Owners to gain
September 10, 1990
The idea behind the editorial “Owner strain:student gain,” (Sept. 7,1990) is that as the vacancy rate of student apartment complexes goes up, due to new units coming on stream, such as Polarbek’s proposed complex at Hillcrest and Annie Glidden, owners (including Polarbek) will strain and students will gain.
How? Vacancies are a cost along with taxes, insurance and interest payments. Owners have been “under strain” from rising vacancies and other costs for at least three years. Yet, student’s rents have not come down.
Students have more choices to what and where they rent, not cheaper rent. Short of some catastrophe triggering world-depression, so that students can’t go on paying at the going rate, I don’t think student rents are likely to come down in the future, either.
In fact, the cost of new money, not to mention additional vacancies these new complexes create, should drive student rents up soon and smartly.
The Star editorial, unlike the scenario sketched in this letter, presupposes owner panic, i.e. rounds of rent reductions as the vacancy rate goes up.
So let’s suppose these owners are panic-stricken with every million dollars they plunk down. On top of shouldering their share of the rising vacancy rate, they’ve got to deal with such things as, say, a recent sharp rise in the price of concrete. Poor owners!
Just picture it. NIU students lounging around in saunas, bouncing tennis balls on brand new courts, swimming their laps in a new Olympic-size pool after a hard day at the computer lab.
Best of all, waving rent reduction slips under their parents’ noses—slips issued to them by stressed-out panic-stricken vacancy-plagued landlords who got caught in a deteriorating DeKalb student housing market.
Possible? Sure. Likely? I don’t think so. New student apartment complexes get built when money from in or out of town spots a chance to jack-up existing student rents.

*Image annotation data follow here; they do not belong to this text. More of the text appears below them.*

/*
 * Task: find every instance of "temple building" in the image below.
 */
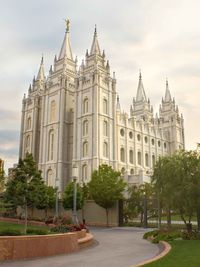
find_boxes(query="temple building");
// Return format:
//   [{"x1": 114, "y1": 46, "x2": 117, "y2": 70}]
[{"x1": 19, "y1": 21, "x2": 185, "y2": 191}]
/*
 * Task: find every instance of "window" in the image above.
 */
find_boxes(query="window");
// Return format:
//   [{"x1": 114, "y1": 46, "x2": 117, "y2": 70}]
[
  {"x1": 83, "y1": 98, "x2": 88, "y2": 114},
  {"x1": 120, "y1": 129, "x2": 124, "y2": 136},
  {"x1": 145, "y1": 153, "x2": 149, "y2": 167},
  {"x1": 103, "y1": 142, "x2": 108, "y2": 158},
  {"x1": 82, "y1": 164, "x2": 88, "y2": 182},
  {"x1": 103, "y1": 98, "x2": 108, "y2": 114},
  {"x1": 138, "y1": 151, "x2": 142, "y2": 165},
  {"x1": 50, "y1": 100, "x2": 56, "y2": 122},
  {"x1": 83, "y1": 142, "x2": 88, "y2": 157},
  {"x1": 26, "y1": 117, "x2": 31, "y2": 130},
  {"x1": 103, "y1": 121, "x2": 108, "y2": 136},
  {"x1": 152, "y1": 155, "x2": 156, "y2": 167},
  {"x1": 48, "y1": 130, "x2": 54, "y2": 160},
  {"x1": 120, "y1": 147, "x2": 125, "y2": 162},
  {"x1": 129, "y1": 150, "x2": 133, "y2": 164},
  {"x1": 47, "y1": 169, "x2": 55, "y2": 187},
  {"x1": 83, "y1": 120, "x2": 88, "y2": 136}
]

The principle at work here is not that when a new player comes to town an old player folds. This principle applies when the traffic won’t bear more. Rather, the principle is that everybody plays and prices escalate.
So new student apartment complexes are built despite a rising vacancy rate, and everybody—taxing bodies, insurance companies, bankers, developers—wins. Everybody, that is, except students. The editorial caption should have read: “Owner gain; student pain.”